Short answer – we have absolutely no idea.
To be honest, our spider-sense is tingling when it comes to online offers for free money.
The cryptocurrency world has been bugged with dozens of fake promises of money. ICOs – or initial coin offerings – are essentially crowdfunding projects, where budding crypto-preneurs explain their blockchain business plan and ask for cryptocurrency investment from crypto-holders.
As you would expect, many of them have ended up as scams, disappearing into the ether with millions of digital coins.
Initiative Q is different, however, as it doesn’t ask you to invest any money. The free offering simply promises to garner better financial reward if you secure one of the free slots, meaning there should be no financial risk to you to join.
All they are offering is to set up a new payment network utilising the very newest technology and then run a private currency – Q – on that network, with a base of 2 trillion Q, which will be worth $1 per Q.
This may make you think of a pyramid or Ponzi scheme, whereby a scammer will trick new investors out of their hard-earned cash and repay earlier investors with the proceeds – but no money has changed hands – yet.

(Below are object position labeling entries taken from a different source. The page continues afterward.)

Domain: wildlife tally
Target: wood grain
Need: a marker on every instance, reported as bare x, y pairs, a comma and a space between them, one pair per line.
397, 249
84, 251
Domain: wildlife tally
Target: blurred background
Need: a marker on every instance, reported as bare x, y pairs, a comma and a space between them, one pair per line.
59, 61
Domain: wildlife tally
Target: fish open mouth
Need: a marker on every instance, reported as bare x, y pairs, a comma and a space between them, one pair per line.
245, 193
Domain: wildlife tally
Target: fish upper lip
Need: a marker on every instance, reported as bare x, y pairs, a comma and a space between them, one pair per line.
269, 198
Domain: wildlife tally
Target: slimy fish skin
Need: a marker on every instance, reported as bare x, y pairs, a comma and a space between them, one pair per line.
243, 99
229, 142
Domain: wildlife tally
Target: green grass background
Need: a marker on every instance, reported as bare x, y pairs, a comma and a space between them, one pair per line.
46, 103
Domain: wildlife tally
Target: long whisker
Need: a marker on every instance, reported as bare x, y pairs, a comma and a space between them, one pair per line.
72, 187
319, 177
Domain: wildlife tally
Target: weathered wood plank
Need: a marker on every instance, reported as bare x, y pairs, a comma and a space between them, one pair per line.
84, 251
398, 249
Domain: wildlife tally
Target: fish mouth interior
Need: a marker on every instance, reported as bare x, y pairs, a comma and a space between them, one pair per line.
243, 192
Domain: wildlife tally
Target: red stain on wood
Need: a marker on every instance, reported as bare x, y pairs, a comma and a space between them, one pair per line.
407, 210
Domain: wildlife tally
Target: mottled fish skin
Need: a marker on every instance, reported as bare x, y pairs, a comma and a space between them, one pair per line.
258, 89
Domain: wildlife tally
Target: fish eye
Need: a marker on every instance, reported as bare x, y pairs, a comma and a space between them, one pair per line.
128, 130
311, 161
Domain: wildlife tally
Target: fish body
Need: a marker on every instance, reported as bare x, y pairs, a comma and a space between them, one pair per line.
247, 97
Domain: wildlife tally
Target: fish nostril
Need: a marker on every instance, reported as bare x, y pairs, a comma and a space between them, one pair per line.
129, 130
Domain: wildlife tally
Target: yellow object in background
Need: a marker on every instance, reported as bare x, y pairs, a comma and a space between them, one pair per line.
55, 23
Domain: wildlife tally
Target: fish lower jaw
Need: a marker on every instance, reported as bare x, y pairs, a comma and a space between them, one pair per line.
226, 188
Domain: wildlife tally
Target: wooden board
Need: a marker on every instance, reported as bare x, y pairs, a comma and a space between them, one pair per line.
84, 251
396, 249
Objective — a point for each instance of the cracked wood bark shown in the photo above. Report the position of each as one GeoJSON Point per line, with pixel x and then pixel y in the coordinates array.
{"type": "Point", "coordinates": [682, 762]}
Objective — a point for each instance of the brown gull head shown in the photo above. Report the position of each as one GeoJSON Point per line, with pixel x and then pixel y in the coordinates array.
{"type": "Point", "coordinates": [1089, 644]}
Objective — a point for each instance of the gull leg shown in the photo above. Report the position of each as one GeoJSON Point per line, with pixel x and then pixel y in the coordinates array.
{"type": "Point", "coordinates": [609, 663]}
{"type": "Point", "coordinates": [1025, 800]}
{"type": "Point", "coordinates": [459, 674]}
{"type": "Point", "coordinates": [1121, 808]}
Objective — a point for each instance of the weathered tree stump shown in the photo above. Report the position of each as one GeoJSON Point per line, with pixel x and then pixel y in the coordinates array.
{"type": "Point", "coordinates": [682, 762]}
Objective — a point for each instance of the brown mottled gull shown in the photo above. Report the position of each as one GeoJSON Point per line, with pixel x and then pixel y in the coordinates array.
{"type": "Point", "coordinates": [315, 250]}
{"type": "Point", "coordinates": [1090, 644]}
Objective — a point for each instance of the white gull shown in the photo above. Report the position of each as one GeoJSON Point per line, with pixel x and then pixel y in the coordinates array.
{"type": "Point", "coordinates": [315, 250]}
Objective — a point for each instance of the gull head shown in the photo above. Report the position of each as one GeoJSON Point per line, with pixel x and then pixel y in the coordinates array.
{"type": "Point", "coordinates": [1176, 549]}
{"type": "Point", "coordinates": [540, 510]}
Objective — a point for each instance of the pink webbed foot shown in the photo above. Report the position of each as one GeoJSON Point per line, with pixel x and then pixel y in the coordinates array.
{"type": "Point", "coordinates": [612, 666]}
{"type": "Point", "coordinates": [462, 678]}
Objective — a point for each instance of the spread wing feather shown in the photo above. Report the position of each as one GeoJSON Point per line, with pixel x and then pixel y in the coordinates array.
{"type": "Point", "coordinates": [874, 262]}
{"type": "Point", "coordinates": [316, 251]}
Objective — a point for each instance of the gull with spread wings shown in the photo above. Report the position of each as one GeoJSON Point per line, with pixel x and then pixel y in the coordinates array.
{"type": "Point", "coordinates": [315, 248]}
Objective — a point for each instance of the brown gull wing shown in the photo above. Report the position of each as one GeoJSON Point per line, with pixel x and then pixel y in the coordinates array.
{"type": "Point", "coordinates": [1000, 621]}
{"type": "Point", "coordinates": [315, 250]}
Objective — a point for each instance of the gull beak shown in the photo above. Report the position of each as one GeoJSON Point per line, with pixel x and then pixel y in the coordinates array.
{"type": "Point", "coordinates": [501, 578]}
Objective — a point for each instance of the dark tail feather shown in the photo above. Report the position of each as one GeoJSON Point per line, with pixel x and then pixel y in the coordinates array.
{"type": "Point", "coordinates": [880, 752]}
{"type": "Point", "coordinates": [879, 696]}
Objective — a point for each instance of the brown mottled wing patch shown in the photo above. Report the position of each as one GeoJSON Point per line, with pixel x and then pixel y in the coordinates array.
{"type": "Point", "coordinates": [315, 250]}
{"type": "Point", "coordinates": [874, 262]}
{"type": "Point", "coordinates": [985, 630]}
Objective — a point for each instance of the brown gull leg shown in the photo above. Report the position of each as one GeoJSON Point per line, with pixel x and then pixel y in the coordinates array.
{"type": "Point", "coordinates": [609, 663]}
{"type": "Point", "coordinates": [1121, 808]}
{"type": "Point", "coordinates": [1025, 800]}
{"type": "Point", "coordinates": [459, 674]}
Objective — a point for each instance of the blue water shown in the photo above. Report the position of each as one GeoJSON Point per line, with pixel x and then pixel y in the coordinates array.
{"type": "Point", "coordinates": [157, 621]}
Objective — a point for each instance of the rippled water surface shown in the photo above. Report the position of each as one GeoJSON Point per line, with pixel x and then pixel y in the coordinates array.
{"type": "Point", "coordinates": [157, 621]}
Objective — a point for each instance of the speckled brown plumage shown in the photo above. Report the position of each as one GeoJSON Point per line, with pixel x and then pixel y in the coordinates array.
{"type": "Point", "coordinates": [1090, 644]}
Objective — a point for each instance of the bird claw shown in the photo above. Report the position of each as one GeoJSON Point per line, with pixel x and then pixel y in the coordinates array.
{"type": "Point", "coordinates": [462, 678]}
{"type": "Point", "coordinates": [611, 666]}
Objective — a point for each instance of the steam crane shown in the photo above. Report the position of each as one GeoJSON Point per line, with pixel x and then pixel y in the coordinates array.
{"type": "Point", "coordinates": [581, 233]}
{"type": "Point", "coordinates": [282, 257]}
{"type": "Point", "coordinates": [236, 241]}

Initiative Q says in its FAQ: “Pyramid schemes collect money from new members and distribute it to earlier members. In contrast, joining initiative Q is completely free. So, clearly, there is no money to hand up the ‘pyramid’ to earlier members.
“Initiative Q does give Qs to members who join, and more Qs are given to early members and to those who invite their friends. However, the value of these Qs will come from them being gradually accepted as a better currency, in accordance with the ‘equation of exchange’ in economics…
“Initiative Q’s marketing approach is not different than that used by many companies, such as Dropbox, Uber, AirBNB, Zoho and others, that compensate users who invite their friends. In Initiative Q’s case new registrants may sometimes see more value in the reward, resulting in more invitations being sent.”
Should I sign up to Initiative Q?
We won’t claim to tell you what to do with your money or time, but we would err on the side of caution when it comes to Initiative Q or, indeed, any online promises of quick wealth.
David Gerard, a technology journalist and crypto-expert, says much the same thing. In his blog, Gerard writes: “There’s no such thing as a get-rich-quick scheme that works, particularly one that badgers you to get in early. And the marketing is entirely pyramid-shaped.
“But as far as I can tell, they’re completely sincere! It’s just their ideas that are bad or don’t actually exist yet.”